Bat conservation is taking hold in East Africa, and part of the reason is Robert M. Kityo, who, with the support of a Bat Conservation International student scholarship, recently earned a Ph.D. in biology from Mekerere University in Uganda. The scholarship supported Kityo’s bat-diversity research in three Ugandan forest reserves and a national park, and it is leading to a host of important conservation spinoffs.
Kityo and colleagues in Kenya and Tanzania are producing a first-ever bat atlas for East Africa based on a growing database of bat-species distribution throughout the region. The atlas, which should prove a valuable tool for future monitoring and conservation planning, will be introduced at a biodiversity workshop next summer.

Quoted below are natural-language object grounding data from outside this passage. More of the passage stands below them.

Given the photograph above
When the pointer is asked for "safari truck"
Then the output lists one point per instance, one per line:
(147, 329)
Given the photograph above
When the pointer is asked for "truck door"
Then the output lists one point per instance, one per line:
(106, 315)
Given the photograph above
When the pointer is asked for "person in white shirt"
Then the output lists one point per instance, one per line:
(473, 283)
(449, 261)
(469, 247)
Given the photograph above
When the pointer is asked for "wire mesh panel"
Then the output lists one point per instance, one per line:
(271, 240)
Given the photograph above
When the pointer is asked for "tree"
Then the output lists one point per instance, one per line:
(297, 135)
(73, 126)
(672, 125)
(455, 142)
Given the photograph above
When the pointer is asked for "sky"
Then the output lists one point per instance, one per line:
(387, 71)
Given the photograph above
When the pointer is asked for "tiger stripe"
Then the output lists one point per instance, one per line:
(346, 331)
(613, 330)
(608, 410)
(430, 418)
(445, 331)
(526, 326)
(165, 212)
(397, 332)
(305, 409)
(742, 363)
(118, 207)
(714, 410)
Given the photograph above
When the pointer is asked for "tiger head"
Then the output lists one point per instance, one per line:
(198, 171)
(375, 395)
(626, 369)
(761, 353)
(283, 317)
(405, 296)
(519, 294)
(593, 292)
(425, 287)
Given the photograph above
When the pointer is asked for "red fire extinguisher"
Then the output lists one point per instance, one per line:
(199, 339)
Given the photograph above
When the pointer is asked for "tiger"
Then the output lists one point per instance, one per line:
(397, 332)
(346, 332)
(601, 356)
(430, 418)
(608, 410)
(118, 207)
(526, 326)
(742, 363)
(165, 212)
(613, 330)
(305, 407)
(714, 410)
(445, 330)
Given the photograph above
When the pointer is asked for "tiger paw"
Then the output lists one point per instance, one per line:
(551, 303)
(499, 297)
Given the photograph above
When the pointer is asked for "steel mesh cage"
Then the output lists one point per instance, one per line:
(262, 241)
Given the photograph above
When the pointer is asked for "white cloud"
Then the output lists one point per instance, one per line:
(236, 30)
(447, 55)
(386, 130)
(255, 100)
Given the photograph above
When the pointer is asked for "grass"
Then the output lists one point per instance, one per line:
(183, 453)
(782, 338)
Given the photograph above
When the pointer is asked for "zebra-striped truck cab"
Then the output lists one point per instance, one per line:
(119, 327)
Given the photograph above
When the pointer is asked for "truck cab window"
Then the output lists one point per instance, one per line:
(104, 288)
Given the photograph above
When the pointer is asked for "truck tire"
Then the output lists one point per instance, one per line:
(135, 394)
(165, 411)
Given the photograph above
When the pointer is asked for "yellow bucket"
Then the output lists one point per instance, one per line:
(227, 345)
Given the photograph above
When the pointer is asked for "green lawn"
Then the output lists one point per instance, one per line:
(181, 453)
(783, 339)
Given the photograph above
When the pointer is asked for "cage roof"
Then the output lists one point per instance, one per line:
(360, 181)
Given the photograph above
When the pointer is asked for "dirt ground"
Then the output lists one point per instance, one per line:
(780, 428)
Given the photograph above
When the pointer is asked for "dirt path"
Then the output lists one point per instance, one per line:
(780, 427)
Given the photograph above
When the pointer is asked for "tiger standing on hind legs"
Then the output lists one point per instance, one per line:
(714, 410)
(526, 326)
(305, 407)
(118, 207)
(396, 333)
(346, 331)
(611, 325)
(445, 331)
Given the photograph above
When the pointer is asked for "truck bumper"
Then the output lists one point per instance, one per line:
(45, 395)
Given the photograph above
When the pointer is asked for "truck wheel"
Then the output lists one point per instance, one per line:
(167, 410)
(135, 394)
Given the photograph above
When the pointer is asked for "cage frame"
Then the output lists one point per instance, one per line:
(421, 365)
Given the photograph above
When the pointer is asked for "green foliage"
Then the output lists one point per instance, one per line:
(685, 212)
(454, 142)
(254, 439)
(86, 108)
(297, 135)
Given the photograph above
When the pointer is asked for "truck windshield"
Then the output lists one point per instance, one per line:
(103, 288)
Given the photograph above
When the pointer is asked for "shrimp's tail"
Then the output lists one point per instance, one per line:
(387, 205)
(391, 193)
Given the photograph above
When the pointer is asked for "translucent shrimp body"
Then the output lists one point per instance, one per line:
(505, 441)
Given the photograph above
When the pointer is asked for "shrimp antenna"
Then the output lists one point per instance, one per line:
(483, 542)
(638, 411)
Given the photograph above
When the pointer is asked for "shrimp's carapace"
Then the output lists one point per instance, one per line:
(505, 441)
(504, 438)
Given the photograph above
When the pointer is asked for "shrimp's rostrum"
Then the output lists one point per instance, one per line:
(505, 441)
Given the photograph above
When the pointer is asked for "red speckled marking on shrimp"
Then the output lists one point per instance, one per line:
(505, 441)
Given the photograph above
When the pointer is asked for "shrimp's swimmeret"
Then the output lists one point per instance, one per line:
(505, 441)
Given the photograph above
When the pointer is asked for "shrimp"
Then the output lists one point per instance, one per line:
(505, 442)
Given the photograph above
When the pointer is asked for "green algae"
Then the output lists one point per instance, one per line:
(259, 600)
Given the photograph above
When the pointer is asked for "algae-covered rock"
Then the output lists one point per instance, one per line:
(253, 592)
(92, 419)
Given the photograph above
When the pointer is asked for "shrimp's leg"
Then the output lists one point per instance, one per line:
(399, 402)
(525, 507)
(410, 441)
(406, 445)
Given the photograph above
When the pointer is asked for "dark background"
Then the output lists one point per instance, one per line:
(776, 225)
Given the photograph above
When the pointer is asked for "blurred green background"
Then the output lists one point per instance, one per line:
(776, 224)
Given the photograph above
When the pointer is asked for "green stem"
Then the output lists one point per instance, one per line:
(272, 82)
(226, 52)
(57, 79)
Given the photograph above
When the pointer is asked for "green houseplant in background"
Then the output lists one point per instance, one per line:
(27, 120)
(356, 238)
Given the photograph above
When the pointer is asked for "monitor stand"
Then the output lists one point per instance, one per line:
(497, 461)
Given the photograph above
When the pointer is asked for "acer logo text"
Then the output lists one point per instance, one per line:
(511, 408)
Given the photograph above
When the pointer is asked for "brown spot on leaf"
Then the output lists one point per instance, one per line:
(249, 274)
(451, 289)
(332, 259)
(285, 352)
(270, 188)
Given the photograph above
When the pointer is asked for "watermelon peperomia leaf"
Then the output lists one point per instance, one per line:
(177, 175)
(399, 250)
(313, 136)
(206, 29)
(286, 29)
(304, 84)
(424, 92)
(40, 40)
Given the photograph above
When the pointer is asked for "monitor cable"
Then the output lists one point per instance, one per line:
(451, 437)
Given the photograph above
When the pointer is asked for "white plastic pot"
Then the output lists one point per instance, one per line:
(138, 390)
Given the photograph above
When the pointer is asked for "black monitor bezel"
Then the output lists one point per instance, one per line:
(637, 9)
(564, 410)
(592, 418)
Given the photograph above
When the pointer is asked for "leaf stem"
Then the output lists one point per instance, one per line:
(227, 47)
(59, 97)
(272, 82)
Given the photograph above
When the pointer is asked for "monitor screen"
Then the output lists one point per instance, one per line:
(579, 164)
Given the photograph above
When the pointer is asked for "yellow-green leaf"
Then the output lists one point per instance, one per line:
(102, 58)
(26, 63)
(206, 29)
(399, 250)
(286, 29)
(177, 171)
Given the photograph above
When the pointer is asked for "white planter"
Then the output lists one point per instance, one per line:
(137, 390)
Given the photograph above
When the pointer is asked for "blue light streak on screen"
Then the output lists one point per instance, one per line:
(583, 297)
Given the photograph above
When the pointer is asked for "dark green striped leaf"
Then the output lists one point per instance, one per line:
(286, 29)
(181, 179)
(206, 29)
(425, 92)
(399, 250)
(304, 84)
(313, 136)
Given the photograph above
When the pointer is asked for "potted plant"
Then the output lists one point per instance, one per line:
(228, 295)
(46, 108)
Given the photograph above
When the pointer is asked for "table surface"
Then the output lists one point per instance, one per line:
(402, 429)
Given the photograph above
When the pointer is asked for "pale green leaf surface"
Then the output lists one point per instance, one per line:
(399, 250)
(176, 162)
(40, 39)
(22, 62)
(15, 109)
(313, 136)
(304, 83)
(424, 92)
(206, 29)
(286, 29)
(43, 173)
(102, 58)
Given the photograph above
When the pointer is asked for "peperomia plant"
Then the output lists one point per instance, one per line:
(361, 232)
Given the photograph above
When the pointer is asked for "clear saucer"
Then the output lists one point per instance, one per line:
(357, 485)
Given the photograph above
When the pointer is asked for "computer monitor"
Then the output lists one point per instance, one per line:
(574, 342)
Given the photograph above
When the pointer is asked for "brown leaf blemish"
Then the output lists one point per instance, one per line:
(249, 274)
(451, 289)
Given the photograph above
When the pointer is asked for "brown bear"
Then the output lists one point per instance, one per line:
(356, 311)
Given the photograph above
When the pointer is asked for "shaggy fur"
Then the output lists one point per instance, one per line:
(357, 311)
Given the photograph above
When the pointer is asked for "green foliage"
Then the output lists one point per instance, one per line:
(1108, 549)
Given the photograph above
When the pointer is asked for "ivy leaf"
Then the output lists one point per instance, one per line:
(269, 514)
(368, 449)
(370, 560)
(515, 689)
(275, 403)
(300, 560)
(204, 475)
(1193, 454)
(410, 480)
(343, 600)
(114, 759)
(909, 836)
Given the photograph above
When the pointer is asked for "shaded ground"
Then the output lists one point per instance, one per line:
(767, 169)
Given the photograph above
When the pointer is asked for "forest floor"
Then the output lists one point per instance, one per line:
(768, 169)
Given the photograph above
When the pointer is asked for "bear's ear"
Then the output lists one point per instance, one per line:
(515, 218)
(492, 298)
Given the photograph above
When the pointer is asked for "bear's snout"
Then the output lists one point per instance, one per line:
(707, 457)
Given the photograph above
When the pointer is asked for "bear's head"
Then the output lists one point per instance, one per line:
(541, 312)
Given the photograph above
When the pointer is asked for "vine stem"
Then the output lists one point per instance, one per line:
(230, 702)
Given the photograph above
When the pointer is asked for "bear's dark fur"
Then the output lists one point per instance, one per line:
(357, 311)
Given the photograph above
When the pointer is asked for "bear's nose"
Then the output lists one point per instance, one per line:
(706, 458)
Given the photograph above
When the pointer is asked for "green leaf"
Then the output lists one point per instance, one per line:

Kityo’s fieldwork also produced the region’s first reference collection of bat echolocation calls. He documented the calls of at least 15 species, correlated them with basic habitat preferences and is making the collection available as a tool for species identification.
Three university students who worked in the field with Kityo wound up focusing their undergraduate dissertations on bat ecology, raising the possibility that some might become bat biologists in the future.
Kityo’s research examined the diversity and habitat needs of Ugandan bats. Individuals of 32 species were captured, identified and released, including three species that had not previously been reported in Uganda.
Kityo found that dense, cluttered forests attract many insect-eating bats, but support much smaller populations of fruit-eating bats, whose larger wingspans can be troublesome in the cluttered forests. His observations suggest that reducing clutter by selectively harvesting some trees while leaving others intact should increase the diversity of bat communities in the forest.
The researcher also confirmed that big, old-growth trees, with circumferences of at least 10 feet (3 meters), are critical for many species that roost in hollows. Conservation of such trees, which are no longer useful as commercial timber, is absolutely crucial to the survival of these bats.